Ce lundi 14 juillet 2025, plusieurs veuves de militaires tombés au front, accompagnées de leurs enfants, ont battu le pavé dans les rues de Beni, au Nord-Kivu, pour protester contre le blocage de leurs salaires. Leur marche a provoqué la paralysie du boulevard Nyamwisi, en plein centre-ville, pendant plusieurs heures.
Installées pour la plupart dans le quartier Tamende, près de l’Ozacaf, ces femmes vivent dans une extrême précarité. Certaines dorment avec leurs enfants devant un bâtiment abandonné, faute de moyens. Elles affirment ne plus percevoir leur solde depuis plusieurs mois, alors que leurs époux sont morts au front, notamment dans les combats entre les FARDC et les rebelles du M23 autour de Goma.
« Je n’ai reçu que les salaires de février à avril. Depuis mai, plus rien. Je dors dehors avec mes enfants à l’Ozacaf. Nous souffrons énormément », témoigne l’une des manifestantes, visiblement bouleversée.
Les manifestantes ont brandi des calicots aux slogans explicites : « Réclamation de notre salaire« , « L’IG doit libérer notre argent« , « Veuves et orphelins militaires réclament leurs droits ».
Elles accusent l’Inspection générale des FARDC (IG FARDC) d’être responsable du blocage de leurs indemnités.
« On nous dit que c’est l’IG qui bloque. On a été payées une ou deux fois, puis plus rien. Cela fait six mois que nous n’avons rien reçu. Nous voulons notre argent. Sinon, nous mourrons avec nos enfants« , s’exclame une autre veuve, en larmes.
Même les enfants de militaires tombés se sont exprimés, dénonçant l’indifférence face à leur sort.
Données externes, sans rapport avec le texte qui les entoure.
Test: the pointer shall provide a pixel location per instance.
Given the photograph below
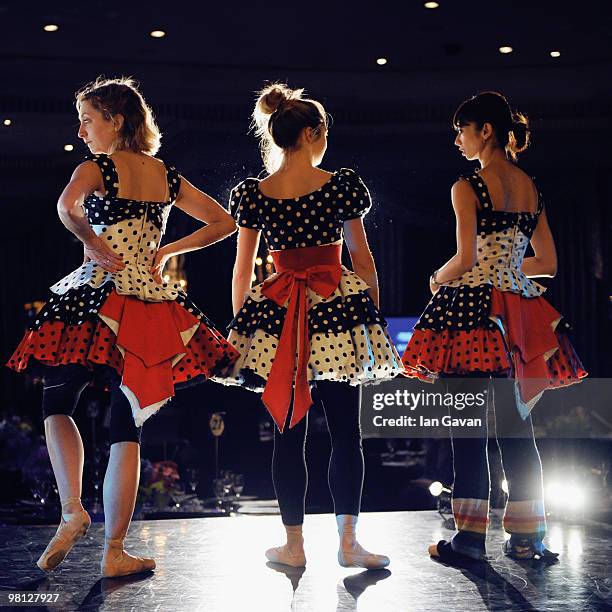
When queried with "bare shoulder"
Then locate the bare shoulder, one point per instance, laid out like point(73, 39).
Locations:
point(87, 170)
point(462, 190)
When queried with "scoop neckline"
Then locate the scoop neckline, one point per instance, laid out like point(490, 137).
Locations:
point(509, 212)
point(296, 198)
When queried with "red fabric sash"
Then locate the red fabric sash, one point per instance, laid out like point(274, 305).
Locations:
point(315, 268)
point(530, 336)
point(150, 335)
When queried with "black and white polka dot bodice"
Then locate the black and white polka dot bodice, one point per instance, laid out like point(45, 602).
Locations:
point(501, 243)
point(313, 219)
point(134, 229)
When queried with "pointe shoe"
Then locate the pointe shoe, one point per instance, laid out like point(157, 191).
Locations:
point(117, 562)
point(72, 528)
point(292, 553)
point(281, 554)
point(351, 553)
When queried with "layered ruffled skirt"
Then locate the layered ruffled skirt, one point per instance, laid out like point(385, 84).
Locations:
point(344, 333)
point(481, 329)
point(152, 346)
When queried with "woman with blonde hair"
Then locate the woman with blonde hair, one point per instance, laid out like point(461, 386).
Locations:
point(114, 318)
point(314, 324)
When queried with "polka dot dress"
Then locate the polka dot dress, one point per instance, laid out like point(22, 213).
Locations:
point(310, 220)
point(348, 335)
point(493, 319)
point(69, 328)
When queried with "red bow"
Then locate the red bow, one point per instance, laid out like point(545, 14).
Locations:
point(292, 285)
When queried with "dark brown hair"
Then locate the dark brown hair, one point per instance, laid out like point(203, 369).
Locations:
point(511, 129)
point(279, 116)
point(120, 96)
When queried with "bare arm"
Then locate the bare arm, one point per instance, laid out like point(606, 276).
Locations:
point(248, 241)
point(219, 225)
point(85, 180)
point(544, 261)
point(464, 204)
point(361, 256)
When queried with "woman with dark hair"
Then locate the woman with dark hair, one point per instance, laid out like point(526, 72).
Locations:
point(314, 323)
point(114, 319)
point(487, 319)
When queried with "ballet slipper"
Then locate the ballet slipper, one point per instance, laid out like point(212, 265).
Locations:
point(72, 528)
point(117, 562)
point(445, 553)
point(526, 551)
point(351, 553)
point(292, 553)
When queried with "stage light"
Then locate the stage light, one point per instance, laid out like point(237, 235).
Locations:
point(436, 488)
point(567, 495)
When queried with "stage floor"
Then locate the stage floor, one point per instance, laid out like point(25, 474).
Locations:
point(217, 564)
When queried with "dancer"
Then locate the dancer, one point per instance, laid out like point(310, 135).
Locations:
point(488, 319)
point(313, 323)
point(114, 318)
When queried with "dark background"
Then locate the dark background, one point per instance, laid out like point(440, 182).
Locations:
point(391, 124)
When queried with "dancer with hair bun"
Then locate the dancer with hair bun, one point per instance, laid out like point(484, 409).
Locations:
point(487, 319)
point(114, 319)
point(314, 325)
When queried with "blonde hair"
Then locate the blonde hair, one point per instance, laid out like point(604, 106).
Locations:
point(120, 96)
point(279, 116)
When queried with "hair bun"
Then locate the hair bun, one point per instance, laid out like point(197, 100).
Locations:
point(275, 94)
point(520, 134)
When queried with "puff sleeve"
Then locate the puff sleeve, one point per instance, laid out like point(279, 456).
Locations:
point(356, 201)
point(243, 206)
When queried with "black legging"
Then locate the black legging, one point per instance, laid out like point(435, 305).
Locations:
point(62, 389)
point(345, 476)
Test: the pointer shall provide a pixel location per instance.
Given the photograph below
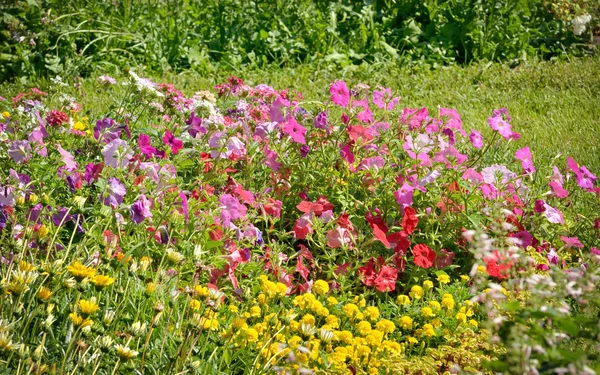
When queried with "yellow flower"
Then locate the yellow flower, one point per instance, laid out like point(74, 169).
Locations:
point(416, 292)
point(443, 279)
point(406, 322)
point(427, 284)
point(88, 307)
point(427, 312)
point(80, 272)
point(372, 312)
point(428, 330)
point(403, 299)
point(79, 321)
point(195, 304)
point(320, 287)
point(102, 281)
point(44, 293)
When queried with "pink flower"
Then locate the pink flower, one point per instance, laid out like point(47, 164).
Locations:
point(295, 131)
point(524, 155)
point(476, 139)
point(340, 94)
point(170, 140)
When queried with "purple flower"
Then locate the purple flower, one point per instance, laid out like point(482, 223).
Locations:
point(115, 191)
point(20, 151)
point(295, 130)
point(524, 155)
point(106, 130)
point(117, 153)
point(140, 210)
point(340, 94)
point(476, 139)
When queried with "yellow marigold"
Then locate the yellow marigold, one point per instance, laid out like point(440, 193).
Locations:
point(201, 290)
point(428, 330)
point(44, 293)
point(80, 272)
point(79, 321)
point(102, 281)
point(443, 279)
point(195, 304)
point(406, 322)
point(403, 299)
point(427, 312)
point(372, 312)
point(320, 287)
point(88, 307)
point(308, 319)
point(385, 326)
point(416, 292)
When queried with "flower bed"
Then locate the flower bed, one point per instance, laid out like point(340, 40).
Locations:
point(263, 233)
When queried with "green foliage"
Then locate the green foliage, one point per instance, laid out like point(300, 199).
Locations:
point(75, 37)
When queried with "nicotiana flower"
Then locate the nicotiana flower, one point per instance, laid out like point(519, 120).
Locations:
point(115, 191)
point(117, 153)
point(20, 151)
point(140, 209)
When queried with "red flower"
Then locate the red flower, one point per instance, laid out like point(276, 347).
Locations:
point(409, 220)
point(386, 280)
point(424, 256)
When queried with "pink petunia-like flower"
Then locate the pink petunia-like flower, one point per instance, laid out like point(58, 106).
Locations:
point(476, 139)
point(117, 153)
point(295, 130)
point(383, 99)
point(340, 94)
point(140, 210)
point(524, 155)
point(502, 126)
point(115, 191)
point(170, 140)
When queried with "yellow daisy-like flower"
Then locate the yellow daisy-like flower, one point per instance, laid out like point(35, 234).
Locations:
point(44, 293)
point(80, 272)
point(88, 307)
point(79, 321)
point(443, 279)
point(320, 287)
point(102, 281)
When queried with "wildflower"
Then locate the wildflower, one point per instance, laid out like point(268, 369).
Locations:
point(403, 299)
point(80, 272)
point(88, 308)
point(416, 292)
point(124, 353)
point(79, 321)
point(101, 281)
point(406, 322)
point(443, 279)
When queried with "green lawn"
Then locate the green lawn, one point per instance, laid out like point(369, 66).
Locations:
point(555, 105)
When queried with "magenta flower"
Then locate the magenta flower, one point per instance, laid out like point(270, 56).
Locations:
point(115, 191)
point(20, 151)
point(146, 148)
point(340, 94)
point(117, 153)
point(524, 155)
point(585, 178)
point(404, 195)
point(67, 158)
point(170, 140)
point(295, 130)
point(140, 210)
point(106, 130)
point(384, 99)
point(476, 139)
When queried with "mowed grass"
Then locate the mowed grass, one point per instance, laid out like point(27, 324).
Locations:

« Nos pères sont morts au front. On écrit depuis des mois, mais personne ne répond. C’est pour cela que nous avons marché. Trop, c’est trop ! », a déclaré un jeune orphelin, déterminé.
À ce stade, aucune réaction officielle n’a été enregistrée de la part des autorités militaires ou civiles. Les veuves préviennent : si aucune solution n’est apportée dans les jours à venir, elles reviendront dans la rue pour poursuivre leur mobilisation.